FIV : Si tu penses à l’avenir, où te vois-tu dans cinq ans ? As-tu des projets ? Probablement, tu as déjà quelques projets en tête.

Stefan : Pour répondre adéquatement à cette question, je crois que je devrais probablement attendre cinq ans. Actuellement, je travaille à un projet nommé « SMPH » qui comprend de nombreuses séries différentes. Beaucoup d’artistes y sont impliqués, le projet vit grâce à/avec le temps. En outre, d’autres projets sont prévus, donc la réponse viendra dans cinq ans…

FIV : Dans presque chaque branche, il y a beaucoup de bons photographes commerciaux. Qu’est-ce que tu dirais qui fait que ton travail se distingue de ta concurrence ?

Stefan : Tout ce qu’ils peuvent faire, je le fais mieux.

FIV : Devenir indépendant est toujours une affaire risquée et un grand pas. D’où vient ton sentiment de confiance pour ce pas ? As-tu reçu un soutien de quelqu’un en particulier ?

Stefan : L’encouragement vient de ma mère. Le soutien vient toujours de mon épouse.

FIV : Nous savons que le métier de photographe implique beaucoup de travail. Travaillent-ils seul ou ont-ils des employés ou des partenaires qui les aident dans leur travail ?

Stefan : En principe, je fais tout seul, cependant cela ne serait jamais possible sans mes aides, assistants, amis et famille.

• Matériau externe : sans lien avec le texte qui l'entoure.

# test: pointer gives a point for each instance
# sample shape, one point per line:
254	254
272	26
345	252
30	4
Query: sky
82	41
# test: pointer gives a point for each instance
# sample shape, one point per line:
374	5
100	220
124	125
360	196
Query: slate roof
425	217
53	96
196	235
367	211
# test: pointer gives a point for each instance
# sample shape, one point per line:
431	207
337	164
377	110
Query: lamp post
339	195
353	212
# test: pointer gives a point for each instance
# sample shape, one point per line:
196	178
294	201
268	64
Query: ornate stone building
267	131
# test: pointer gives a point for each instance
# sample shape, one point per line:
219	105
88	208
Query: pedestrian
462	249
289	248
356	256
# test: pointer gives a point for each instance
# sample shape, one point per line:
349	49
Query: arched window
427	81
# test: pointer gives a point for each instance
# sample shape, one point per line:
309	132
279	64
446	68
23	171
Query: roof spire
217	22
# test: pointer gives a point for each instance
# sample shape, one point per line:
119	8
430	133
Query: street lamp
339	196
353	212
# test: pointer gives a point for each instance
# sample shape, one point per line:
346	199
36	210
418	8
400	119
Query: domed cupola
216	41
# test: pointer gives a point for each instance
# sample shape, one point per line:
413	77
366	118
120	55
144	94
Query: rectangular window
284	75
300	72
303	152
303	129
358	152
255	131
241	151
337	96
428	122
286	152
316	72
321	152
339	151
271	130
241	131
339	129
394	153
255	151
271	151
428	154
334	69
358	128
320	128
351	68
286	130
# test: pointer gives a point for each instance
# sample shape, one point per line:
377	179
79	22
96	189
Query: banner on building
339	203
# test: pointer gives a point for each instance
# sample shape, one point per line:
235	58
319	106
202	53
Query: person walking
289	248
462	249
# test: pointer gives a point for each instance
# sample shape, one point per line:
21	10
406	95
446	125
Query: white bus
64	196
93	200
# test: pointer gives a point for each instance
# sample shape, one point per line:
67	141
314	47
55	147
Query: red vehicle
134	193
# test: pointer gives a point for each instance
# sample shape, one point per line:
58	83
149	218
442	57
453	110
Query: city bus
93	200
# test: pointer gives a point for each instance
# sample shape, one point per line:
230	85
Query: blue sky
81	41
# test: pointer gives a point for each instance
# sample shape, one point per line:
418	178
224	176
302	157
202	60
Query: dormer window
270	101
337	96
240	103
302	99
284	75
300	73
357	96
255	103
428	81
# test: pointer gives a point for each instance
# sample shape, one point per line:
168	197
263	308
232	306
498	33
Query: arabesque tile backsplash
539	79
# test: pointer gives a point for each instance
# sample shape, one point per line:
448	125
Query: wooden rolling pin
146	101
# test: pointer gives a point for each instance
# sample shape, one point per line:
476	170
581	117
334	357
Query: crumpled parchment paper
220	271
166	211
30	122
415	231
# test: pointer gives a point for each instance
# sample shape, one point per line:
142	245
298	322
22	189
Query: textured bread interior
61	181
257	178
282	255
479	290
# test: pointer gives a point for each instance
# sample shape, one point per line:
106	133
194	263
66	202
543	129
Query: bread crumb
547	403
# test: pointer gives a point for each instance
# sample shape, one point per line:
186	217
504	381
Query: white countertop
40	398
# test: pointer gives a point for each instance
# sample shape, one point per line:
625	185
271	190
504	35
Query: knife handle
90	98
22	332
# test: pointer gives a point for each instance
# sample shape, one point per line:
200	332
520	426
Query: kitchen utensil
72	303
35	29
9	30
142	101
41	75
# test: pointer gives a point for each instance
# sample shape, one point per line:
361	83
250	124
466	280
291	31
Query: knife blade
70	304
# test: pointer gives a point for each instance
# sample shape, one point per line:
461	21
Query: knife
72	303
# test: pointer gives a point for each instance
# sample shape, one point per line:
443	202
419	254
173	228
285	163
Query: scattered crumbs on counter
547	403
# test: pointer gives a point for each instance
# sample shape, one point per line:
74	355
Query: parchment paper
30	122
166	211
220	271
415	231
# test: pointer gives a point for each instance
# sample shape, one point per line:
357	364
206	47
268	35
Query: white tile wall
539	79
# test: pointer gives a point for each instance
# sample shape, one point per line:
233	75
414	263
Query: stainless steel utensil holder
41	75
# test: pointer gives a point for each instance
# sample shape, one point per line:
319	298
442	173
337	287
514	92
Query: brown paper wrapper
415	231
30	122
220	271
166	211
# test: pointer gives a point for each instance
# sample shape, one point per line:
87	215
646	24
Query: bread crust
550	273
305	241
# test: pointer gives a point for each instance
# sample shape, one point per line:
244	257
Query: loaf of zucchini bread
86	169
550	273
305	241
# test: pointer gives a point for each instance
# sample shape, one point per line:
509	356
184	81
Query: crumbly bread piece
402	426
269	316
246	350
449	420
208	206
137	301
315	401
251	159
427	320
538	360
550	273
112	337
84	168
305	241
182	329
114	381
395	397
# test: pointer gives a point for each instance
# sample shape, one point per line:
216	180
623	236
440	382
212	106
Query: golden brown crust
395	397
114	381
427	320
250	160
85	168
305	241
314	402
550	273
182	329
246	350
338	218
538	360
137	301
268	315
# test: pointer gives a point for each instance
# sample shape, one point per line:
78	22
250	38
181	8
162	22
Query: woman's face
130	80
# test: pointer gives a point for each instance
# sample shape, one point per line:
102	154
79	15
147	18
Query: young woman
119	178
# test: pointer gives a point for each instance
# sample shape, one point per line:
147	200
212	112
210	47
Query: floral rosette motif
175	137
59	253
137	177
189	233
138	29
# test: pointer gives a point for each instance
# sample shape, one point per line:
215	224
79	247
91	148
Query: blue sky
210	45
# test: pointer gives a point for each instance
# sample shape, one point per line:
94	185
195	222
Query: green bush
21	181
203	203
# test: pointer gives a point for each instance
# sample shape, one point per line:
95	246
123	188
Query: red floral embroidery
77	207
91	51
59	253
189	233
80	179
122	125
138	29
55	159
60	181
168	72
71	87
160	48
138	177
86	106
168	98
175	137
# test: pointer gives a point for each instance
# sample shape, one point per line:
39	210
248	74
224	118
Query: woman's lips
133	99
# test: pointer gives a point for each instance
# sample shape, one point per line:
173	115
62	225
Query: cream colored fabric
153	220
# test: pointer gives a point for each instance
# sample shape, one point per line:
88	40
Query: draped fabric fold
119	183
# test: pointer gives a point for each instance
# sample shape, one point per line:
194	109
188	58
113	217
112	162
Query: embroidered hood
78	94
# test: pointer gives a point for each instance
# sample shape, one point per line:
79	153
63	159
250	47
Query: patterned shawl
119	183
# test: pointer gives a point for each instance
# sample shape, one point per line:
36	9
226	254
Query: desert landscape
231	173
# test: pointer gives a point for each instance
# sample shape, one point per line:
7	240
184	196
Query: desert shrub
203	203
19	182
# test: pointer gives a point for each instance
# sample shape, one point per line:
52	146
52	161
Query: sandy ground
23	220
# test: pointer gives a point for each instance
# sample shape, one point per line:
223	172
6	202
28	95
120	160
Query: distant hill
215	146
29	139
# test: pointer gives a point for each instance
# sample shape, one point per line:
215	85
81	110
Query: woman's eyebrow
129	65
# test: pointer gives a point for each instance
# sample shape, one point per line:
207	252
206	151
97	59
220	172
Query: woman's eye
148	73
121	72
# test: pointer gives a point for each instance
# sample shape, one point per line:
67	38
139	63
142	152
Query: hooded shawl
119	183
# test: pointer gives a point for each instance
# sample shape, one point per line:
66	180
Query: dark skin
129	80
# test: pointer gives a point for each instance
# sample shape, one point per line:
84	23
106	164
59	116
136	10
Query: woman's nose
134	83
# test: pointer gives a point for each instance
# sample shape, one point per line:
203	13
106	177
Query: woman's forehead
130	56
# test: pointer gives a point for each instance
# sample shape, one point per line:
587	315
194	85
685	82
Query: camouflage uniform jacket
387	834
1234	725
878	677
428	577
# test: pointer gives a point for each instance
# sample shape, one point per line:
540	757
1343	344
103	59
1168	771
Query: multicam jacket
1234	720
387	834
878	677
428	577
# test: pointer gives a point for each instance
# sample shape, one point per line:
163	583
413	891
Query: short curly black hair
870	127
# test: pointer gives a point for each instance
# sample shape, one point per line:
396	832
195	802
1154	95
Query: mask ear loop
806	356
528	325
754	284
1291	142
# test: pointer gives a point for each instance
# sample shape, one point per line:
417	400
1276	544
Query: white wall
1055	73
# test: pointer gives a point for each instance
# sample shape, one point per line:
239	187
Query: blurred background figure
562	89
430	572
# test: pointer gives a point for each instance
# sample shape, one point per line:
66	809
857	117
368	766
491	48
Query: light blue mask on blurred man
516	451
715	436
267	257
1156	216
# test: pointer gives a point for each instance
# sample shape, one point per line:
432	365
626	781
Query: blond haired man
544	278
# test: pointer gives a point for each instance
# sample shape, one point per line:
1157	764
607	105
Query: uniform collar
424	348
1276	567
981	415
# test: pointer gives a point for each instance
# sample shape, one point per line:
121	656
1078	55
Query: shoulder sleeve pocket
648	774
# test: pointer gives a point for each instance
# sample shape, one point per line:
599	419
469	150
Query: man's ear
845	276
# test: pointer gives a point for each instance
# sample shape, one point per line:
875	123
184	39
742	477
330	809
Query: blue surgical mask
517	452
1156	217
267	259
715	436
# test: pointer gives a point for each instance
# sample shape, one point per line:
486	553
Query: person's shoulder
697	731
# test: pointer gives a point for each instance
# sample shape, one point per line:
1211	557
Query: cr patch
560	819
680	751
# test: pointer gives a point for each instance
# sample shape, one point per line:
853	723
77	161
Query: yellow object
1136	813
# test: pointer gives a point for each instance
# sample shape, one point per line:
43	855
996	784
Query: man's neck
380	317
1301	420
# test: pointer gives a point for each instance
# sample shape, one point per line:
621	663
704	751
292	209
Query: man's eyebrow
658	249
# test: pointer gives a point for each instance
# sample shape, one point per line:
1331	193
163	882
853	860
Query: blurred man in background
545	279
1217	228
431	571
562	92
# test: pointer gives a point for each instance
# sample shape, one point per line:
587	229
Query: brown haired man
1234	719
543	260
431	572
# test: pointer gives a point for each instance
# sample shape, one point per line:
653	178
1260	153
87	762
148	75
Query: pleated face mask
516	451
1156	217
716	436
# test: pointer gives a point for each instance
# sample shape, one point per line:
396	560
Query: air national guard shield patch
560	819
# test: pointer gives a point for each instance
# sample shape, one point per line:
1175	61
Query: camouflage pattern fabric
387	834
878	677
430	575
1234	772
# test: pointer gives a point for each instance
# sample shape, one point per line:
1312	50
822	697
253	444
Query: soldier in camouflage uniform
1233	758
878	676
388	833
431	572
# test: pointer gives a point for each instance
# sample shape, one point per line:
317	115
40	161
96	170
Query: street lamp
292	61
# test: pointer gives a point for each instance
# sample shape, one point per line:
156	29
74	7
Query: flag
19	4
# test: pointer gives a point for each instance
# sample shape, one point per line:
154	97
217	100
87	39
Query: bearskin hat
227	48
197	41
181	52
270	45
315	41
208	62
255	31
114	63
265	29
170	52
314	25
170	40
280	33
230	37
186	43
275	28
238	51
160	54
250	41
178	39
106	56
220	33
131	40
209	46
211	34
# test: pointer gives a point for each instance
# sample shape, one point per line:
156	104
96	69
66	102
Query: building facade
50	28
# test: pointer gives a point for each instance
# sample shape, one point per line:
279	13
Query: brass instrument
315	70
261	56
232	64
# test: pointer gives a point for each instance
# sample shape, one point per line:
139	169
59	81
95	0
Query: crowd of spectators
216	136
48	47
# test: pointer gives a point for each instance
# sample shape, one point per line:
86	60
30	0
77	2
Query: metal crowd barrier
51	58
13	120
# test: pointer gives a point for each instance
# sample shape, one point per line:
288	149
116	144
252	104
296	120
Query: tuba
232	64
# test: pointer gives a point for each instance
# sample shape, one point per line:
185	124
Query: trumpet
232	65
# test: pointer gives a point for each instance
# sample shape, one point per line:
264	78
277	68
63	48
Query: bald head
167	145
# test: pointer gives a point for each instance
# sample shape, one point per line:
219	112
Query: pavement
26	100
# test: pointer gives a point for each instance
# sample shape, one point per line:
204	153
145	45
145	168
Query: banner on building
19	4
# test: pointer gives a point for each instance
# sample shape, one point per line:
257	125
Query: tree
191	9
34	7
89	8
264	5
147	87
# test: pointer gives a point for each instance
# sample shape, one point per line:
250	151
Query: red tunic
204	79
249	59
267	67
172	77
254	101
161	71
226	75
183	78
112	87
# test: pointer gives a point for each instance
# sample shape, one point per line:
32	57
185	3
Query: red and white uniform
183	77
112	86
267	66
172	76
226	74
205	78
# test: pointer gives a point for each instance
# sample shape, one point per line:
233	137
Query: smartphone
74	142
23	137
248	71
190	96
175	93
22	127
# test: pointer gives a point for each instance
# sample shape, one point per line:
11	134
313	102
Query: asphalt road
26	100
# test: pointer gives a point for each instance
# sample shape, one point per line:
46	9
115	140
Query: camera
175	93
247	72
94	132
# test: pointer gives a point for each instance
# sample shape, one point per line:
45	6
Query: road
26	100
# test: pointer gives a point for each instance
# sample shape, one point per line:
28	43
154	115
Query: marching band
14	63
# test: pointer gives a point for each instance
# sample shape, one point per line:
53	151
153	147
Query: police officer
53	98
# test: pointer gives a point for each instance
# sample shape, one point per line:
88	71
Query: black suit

FIV : Ton style est très artistique. Tu apportes dans tes photographies des éléments comme par exemple des fleurs ou des jeux d’ombres. D’où sais-tu comment tu veux représenter le modèle et d’où viens-tu ton créativité ?

Stefan : Beaucoup d’éléments sont utilisés de manière consciente, d’autres apparaissent à travers des erreurs. Les erreurs m’entraînent en avant.

FIV : Parmi tes images (parfois même dans l’image) se trouvent des citations. Quel lien établis-tu avec ces citations ? Ou, autrement dit : D’où viennent les titres de tes séries de photos ?

Stefan : Les citations/titres reflètent mes sentiments personnels, mes émotions.

FIV : Enfin, ce qui m’intéresse beaucoup, c’est : quel a été jusqu’à maintenant ton plus grand succès ? Quel sentiment as-tu ressenti à ce moment-là ?

Stefan : La photographie est ma vie, elle a lieu maintenant et le passé sont des souvenirs, mes photographies. Le lendemain, ce sont mes pensées et mes rêves, ils sont incertains et libres.